Brisbane would get me these fights they’d stage in hotel rooms. They’d rent a hotel room for a weekend and they’d bring a boxing ring in piece by piece by the back stairs. So, I did that awhile. Then Brisbane started getting me these fights in museums. They’d have some security guard that’d let us in and we’d set up a ring between a bunch of dinosaurs or something.
Finally, I said to Brisbane, “Look, whyn’t you get me a proper fight. Why are we always having these fights in these weird places?” He had no answer to that so I let him go. That’s when I turned professional.
My first legitimate fight was against Whitt. He was a great fighter, of course, a champion, but by then he was finished. I knocked him out in the 4th.

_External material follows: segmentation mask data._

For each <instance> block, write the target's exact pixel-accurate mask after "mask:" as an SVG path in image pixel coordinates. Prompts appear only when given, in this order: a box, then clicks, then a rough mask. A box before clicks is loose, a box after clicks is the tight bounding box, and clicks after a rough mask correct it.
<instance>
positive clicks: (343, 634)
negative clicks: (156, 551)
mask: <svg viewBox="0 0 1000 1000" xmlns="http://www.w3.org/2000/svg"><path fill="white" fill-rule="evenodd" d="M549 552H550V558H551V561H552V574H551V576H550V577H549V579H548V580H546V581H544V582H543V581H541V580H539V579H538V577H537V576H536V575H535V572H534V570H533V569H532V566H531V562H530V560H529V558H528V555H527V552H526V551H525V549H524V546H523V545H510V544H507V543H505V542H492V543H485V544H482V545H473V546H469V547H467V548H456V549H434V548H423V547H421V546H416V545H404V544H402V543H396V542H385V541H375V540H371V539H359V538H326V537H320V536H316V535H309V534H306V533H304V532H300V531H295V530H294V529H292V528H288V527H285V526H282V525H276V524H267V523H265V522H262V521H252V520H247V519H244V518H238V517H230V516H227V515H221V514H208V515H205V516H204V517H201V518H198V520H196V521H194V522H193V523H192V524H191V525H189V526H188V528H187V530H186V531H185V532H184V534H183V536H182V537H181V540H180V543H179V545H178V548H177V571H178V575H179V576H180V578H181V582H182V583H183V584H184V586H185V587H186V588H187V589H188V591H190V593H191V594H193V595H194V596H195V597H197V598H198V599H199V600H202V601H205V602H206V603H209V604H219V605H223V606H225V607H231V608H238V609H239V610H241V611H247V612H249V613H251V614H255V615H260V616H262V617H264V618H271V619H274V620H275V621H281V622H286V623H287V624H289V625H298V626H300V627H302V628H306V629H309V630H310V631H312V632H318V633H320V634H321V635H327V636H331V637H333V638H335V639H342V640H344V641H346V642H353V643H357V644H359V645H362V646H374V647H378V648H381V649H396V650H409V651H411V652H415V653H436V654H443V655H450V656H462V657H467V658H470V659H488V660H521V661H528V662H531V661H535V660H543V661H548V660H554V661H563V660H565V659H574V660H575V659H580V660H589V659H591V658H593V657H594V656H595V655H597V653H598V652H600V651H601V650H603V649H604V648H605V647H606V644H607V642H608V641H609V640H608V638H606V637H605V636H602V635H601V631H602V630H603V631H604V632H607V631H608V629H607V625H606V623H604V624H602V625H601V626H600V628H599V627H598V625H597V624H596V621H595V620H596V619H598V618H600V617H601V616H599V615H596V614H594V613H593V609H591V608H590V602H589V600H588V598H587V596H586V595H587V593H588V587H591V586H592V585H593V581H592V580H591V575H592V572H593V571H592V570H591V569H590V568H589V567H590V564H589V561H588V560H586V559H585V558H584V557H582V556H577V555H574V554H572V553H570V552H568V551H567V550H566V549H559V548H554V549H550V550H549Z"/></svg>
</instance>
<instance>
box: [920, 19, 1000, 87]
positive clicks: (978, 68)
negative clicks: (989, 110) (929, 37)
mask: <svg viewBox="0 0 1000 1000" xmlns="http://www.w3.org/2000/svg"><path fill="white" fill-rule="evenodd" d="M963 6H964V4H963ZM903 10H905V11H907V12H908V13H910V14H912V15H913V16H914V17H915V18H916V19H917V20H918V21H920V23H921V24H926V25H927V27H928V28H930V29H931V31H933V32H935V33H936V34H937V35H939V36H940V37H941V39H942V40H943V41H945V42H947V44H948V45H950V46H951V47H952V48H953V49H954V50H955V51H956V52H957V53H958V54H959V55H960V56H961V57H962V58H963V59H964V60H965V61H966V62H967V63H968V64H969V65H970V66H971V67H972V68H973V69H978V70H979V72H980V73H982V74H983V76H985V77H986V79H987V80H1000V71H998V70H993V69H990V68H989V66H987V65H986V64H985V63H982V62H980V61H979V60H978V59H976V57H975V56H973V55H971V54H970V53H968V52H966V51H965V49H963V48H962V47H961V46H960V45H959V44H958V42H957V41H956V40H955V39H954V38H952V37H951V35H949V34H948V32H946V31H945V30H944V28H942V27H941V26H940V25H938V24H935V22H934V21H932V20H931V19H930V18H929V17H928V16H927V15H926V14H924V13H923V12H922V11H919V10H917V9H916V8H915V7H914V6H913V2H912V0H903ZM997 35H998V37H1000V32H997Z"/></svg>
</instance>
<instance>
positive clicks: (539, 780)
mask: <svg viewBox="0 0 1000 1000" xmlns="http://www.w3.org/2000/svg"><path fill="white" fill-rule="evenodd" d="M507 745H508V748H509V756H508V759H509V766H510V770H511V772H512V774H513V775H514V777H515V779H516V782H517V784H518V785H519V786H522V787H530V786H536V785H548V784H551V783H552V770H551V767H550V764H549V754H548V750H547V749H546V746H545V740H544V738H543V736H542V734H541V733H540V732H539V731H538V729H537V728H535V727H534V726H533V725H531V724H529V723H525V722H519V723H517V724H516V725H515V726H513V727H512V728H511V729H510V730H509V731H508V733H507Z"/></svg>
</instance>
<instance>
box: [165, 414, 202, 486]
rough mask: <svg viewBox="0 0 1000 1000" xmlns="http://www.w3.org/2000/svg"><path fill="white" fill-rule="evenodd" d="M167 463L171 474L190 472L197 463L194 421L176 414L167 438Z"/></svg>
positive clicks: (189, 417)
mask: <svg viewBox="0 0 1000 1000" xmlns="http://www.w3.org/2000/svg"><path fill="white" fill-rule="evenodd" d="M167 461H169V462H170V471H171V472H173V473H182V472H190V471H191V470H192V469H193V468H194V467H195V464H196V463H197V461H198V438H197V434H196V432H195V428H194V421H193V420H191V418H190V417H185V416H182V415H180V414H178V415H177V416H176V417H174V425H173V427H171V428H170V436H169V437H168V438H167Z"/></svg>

A bunch of managers courted me after that and I got a lot of newspaper attention. I hooked up with Billy “Noodles” Sears and he got me a lot of big fights after that.
I was always willing to fight. I never feared nobody. But the champions, they wouldn’t fight me. Said I was dirty. I admit it now, I’d punch guys in the sack a lot. I’d usually do it real early in a fight before the ref could do anything about it. Usually, like ten seconds in. I knew they wouldn’t want to call a fight after ten seconds, so I’d usually just get a warning. I harmed a lot of guys that way though.
My last fight was in ’75 against Roog Yount. Roog was young then, real fast with a hell of an uppercut. He knocked me out in two rounds. So, I hung it up. I knew I was finished.
Ended up buying a little wood counter with a cubby hole for mail in back of it. I run a good business. It pays the bills.